Back in September 2017, Kalmar and DP World announced that they would jointly pilot the port industry's first electric shuttle carrier solution. After months of hard work and planning, the shuttle carrier is now operating at the terminal.

“The project involved converting an existing Kalmar hybrid shuttle carrier into a fully electric shuttle carrier,” explains Juho Leskinen, Principal Engineer, electrical R&D at Kalmar. “The modification work itself was completed in just a few weeks. The charging system consists of a charging station connected to the local power grid, a charging pole and a charging contact, also known as a pantograph. The shuttle carrier’s lithium-ion batteries are charged via a contact dome on top of the machine.”

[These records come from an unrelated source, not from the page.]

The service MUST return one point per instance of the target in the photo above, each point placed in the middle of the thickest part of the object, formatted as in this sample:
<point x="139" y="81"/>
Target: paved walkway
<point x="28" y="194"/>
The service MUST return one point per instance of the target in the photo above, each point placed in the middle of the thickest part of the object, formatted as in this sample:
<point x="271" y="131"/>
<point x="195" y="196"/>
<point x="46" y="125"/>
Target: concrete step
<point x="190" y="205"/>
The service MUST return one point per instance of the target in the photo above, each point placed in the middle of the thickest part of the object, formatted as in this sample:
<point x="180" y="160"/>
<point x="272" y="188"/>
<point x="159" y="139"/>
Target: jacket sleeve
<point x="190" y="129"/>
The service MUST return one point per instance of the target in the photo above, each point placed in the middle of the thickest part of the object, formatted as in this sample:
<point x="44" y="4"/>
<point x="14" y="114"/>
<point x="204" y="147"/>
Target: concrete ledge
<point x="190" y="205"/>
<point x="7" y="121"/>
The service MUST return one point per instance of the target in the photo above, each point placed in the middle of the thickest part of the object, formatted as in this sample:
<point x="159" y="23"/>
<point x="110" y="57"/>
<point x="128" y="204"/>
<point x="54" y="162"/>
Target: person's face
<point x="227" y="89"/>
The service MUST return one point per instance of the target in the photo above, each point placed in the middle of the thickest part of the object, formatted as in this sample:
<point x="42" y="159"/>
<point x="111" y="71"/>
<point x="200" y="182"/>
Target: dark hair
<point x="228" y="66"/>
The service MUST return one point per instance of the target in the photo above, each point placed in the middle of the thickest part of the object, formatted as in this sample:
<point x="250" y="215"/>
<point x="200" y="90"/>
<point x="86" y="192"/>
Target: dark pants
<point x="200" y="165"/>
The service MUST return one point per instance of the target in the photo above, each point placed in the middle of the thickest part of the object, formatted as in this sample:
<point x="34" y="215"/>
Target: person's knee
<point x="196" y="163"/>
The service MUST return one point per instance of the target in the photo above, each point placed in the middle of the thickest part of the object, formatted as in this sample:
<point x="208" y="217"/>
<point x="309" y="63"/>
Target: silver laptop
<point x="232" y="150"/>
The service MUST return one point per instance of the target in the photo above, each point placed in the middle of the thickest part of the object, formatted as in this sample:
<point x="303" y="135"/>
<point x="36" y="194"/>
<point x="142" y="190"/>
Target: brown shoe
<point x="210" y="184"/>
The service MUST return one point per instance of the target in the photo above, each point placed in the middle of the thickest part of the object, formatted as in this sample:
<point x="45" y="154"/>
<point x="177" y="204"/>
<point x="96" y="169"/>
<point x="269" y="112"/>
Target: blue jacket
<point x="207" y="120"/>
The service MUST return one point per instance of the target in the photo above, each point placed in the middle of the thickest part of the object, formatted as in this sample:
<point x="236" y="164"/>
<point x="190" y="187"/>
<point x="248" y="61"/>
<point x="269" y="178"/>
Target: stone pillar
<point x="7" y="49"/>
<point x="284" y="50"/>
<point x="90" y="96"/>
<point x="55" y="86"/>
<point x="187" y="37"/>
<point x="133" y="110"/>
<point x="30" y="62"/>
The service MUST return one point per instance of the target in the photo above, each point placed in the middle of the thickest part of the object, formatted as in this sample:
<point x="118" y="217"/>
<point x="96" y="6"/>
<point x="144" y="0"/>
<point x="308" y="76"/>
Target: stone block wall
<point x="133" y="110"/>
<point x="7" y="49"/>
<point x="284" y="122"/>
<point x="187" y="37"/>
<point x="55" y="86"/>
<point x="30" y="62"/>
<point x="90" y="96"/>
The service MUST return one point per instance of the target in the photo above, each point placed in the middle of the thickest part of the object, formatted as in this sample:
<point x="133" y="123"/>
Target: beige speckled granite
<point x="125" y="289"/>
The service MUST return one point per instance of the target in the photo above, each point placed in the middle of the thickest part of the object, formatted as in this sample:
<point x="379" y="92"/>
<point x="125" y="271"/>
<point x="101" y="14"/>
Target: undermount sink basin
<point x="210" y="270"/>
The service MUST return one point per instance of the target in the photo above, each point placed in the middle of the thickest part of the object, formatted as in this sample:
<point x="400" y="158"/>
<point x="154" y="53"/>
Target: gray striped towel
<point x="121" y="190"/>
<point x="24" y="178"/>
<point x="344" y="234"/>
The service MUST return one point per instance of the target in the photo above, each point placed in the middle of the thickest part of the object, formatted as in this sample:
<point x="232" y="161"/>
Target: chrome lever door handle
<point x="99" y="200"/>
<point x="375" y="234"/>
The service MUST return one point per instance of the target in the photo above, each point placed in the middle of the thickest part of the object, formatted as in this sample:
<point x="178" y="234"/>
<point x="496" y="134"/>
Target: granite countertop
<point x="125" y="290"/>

The Kalmar charging solution is based on the same opportunity-charging technology used in electric buses, with charging taking place during the idle time in the shuttle carrier’s working cycle. Onboard charging is supplemented by regenerative systems that store energy generated by braking and spreader-lowering operations.

“The direct current fast-charging sequence is fully automated and really quick, typically it takes about 30–180 seconds; the driver simply engages the parking brake to begin the sequence,” says Leskinen. “The charging station is located next to the natural working route of the shuttle, at the waterside in a maintenance aisle between two ASC blocks.”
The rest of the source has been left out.